You have no evidence for your claim, you're just talking out of your ass and coasting off of Western stereotypes about Muslim societies hoping no one calls you out. And then you assume I'm the dumbass for questioning your claims when all evidence points to polygamy not even being common during its heyday let alone in 2014.
I have plenty of evidence for my claim, your only counterpoint is saying "no, you're wrong" and insinuating I'm racist. You claim polygamy isn't common, but present no evidence and try and minimise the very real existence of polygamy in Islam past and present.
Also, ISIS fighters are very different from suicide bombers. Most of them are affiliated with tribes and are married. Furthermore, obviously a young person is more likely to take on risky behavior than older people. Most anarchists in 20th century Europe were young but had relationships (whether they were married or not is another question) and yet bombed cafes anyways.
And that's exactly my point, people settling down produces less risky behavior.

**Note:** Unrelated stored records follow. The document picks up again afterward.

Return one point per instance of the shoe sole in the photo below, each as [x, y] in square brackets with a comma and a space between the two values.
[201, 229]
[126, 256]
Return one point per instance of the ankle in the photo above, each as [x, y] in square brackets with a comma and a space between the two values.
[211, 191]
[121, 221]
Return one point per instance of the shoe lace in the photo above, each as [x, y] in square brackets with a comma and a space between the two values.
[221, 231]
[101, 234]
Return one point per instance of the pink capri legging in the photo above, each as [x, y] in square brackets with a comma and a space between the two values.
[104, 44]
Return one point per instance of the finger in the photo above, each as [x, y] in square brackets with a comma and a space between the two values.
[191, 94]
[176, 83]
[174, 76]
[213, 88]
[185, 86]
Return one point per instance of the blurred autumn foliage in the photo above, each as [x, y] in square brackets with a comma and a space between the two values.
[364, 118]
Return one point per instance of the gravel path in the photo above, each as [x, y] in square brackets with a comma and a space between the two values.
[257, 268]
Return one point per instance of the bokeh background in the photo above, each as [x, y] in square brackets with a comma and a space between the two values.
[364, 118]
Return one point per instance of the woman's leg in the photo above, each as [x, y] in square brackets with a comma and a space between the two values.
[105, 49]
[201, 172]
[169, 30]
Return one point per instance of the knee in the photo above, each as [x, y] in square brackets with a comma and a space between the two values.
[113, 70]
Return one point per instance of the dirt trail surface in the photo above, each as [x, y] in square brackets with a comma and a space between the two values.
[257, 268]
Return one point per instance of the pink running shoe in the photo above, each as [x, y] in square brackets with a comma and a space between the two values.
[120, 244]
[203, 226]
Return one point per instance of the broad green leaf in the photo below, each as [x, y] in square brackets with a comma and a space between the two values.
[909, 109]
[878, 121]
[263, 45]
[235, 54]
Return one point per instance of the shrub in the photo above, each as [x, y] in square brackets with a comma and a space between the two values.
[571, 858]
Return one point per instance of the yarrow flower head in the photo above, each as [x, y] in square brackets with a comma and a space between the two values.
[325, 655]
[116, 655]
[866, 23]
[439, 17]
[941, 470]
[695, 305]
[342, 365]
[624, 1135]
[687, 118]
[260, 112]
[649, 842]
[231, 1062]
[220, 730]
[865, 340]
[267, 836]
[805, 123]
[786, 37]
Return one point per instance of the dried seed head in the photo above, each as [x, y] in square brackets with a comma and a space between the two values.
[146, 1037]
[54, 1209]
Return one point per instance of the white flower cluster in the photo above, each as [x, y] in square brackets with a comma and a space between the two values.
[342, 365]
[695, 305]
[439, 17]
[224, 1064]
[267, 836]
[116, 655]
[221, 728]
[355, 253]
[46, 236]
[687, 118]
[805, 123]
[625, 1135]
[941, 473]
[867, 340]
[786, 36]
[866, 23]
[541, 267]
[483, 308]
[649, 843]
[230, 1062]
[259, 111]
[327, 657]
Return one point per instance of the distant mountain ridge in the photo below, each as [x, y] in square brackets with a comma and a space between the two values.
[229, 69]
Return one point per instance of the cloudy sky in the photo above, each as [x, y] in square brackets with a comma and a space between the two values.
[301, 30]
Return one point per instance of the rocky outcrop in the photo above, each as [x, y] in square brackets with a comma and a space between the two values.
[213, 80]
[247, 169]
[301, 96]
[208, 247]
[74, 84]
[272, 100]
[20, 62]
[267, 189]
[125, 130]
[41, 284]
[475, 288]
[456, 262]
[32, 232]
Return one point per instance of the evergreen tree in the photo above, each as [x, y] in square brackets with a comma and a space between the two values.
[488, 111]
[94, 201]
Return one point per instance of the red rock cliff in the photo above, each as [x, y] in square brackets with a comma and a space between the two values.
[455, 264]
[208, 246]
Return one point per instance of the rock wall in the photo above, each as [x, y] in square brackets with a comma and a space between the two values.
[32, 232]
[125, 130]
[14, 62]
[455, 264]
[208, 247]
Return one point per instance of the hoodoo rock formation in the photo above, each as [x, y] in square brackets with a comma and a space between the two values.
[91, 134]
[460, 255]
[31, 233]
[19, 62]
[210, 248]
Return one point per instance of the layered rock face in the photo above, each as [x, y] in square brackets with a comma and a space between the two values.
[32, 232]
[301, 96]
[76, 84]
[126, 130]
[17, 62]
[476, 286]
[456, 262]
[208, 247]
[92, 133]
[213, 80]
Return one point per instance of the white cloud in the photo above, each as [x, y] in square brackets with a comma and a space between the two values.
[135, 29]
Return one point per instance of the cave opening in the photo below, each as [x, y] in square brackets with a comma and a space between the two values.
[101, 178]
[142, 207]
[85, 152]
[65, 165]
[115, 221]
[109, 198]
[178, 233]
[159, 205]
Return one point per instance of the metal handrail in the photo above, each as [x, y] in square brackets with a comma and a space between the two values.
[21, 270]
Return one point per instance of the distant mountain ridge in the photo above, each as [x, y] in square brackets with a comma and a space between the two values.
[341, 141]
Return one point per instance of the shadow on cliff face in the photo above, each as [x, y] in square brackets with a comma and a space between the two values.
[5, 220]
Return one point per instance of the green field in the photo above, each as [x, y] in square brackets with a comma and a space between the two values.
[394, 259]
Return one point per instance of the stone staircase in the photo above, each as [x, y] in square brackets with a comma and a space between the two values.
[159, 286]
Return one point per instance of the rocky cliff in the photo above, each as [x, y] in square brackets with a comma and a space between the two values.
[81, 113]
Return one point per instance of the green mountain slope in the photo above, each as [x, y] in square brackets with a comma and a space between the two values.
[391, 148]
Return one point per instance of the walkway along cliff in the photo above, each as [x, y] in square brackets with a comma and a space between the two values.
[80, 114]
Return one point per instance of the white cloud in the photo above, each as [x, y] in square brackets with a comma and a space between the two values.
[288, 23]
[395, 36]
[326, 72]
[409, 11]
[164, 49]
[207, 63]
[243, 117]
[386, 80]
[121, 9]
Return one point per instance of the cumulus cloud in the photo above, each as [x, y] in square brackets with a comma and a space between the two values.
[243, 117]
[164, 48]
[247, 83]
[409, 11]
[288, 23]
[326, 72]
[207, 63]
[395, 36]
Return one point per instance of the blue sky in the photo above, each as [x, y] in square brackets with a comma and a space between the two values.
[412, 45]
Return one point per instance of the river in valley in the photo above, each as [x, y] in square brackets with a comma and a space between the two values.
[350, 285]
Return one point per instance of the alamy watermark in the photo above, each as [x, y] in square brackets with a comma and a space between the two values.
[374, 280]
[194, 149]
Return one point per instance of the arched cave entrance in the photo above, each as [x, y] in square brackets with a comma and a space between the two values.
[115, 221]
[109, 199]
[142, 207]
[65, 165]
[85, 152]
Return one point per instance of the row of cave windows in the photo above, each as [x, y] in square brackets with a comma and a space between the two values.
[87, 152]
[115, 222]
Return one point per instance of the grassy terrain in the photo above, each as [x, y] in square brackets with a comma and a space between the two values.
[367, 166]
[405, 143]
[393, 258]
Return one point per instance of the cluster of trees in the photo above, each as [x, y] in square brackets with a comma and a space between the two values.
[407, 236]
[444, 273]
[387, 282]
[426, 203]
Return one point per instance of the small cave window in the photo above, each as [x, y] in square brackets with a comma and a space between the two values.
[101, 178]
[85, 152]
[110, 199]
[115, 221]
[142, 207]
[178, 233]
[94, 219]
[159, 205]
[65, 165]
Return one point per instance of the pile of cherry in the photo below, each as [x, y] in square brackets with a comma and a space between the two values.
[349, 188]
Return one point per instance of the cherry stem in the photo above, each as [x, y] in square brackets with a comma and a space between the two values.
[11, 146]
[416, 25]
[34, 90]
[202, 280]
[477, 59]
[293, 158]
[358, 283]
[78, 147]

You're moving goalposts. You said polygamy caused this. You said, and I quote:
Which obviously indicates that, if Middle Eastern societies were monogamous, they would not have these problems. However, nearly every revolt in the Caliphate had nothing to do with polygamy nor is polygamy even common enough in the contemporary Middle East to explain Islamist extremism. You backpedaled and made an argument completely different from what you initially said.
So does monogamy
not deal with those problems? Sex ratio is an actual valid concern, and you've given no evidence that suggests otherwise.
So what? It's more complex because there are more people involved? Really? Your standard for complexity is very low.
So you're saying that for instance a typical pre-contact Amerindian society which might have a few dozen occupations and a couple of restricted societies for politics, warfare, etc. and a small hierarchy of councils and chiefs is somehow just as complex as our own society which has thousands of occupations and millions of corporations and endlessly large bureaucracy? A single American town of a few thousand people is probably as complex as any society that existed until 8,000 years ago or so, and that one town is part of endless larger organisations. There's no comparison.
Bro you think everyone had multiple wives. That is evidence enough you don't know jack shit. You think Islamist extremism is caused because Islamic societies weren't monogamous (when, by the time ISIS came around, no one was polygamous). You're completely out of your depth.
And you have no reading comprehension whatsoever because you're just cherrypicking my arguments to "prove" how "ignorant" or "stupid" I am. In the future I'm probably not going to reply to these long-ass posts with anything except "I'm right, you're wrong."
If you don't mind explaining this a bit more - is it just the sheer size here, or more (pardon the word) complicated?
Wanting to make sure I understand your point.
It's the sheer number of different components that form our society today. If you had 500 pages, you could give a very good and detailed description of, say, a 19th century Plains Indian tribe (which might have 10K people total) with its relation between individual groups and villages and various societies within the group, all sorts of nuances about the tribe, its foreign relations, etc.. If you spent 500 pages doing so with the modern United States, you'd barely scratch the surface. You could devote 500 pages to the relationship between, say, Apple and the US government, yet if you removed Apple from existence, society would go on almost unchanged unlike if you removed one of the religious or warrior societies from the Plains Indian tribe. That's complexity.
Some would argue society is too complex for it's own good, hence our vulnerability to supply-chain disruptions (the most radical positions would be anprims and many hard green ideologies). There are plenty of examples of societies going from more complex to more simple because of disasters (i.e. post-contact Amazonia).